A recent suggestion to rename the Piarco International Airport after the country’s first Prime Minister Dr Eric Williams was met with great divide. Previous suggestions to rename the airport were also challenged by Santa Rosa First Peoples Community who felt the name “Piarco” should be kept since it is one of the few indigenous names remaining in the country.
Bharath said ultimately it was for the Government to decide but he believes it is important that people are reminded of the late prime minister’s contribution to this country.
Bharath said Panday was a champion of the poor and was sincerely concerned about issues of discrimination and other forms of social injustice.
“His base support was from those people that he helped and who he lifted out of poverty and the record shows that it was not a lot of money in quantum, but in terms of percentage increase, he got salary increases of up to 1,000 per cent,” Bharath said as he added, Panday gave them a new lease on life.

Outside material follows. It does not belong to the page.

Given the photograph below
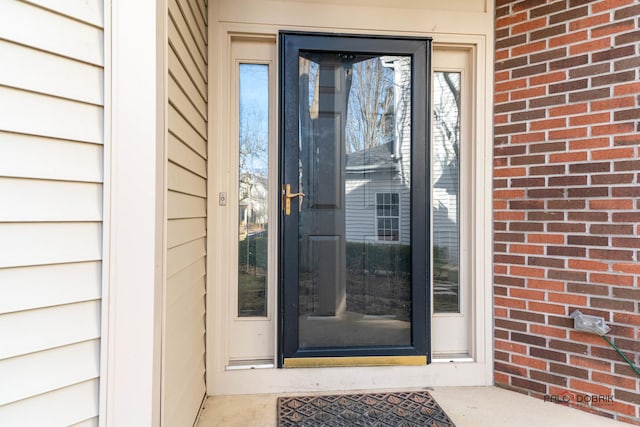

“What that did for those people is it essentially lifted them out of poverty and gave them some level of hope. It allowed their children, for example, to move from being barefooted to being able to get slippers and then to being able to get shoes; it allowed those children who were being kept at home to now be sent to school.”
Bharath said Panday often scoffed at being referred to as the first Indian prime minister saying the only Indian prime minister was the Prime Minister of India. Bharath told the Morning Brew that Panday believed in Trinidad and Tobago’s racial harmony and that was reflected on the political platform and his personal life.
He added Panday, and not even his father a politician himself, was able to get him to join politics.
“I think it’s a very sad day, of course, for Trinidad and Tobago, and the Caribbean, and I think the world as a whole, to have lost a man who really championed the needs of others, and he put those needs, far above the needs of his own and those of his family,” he said.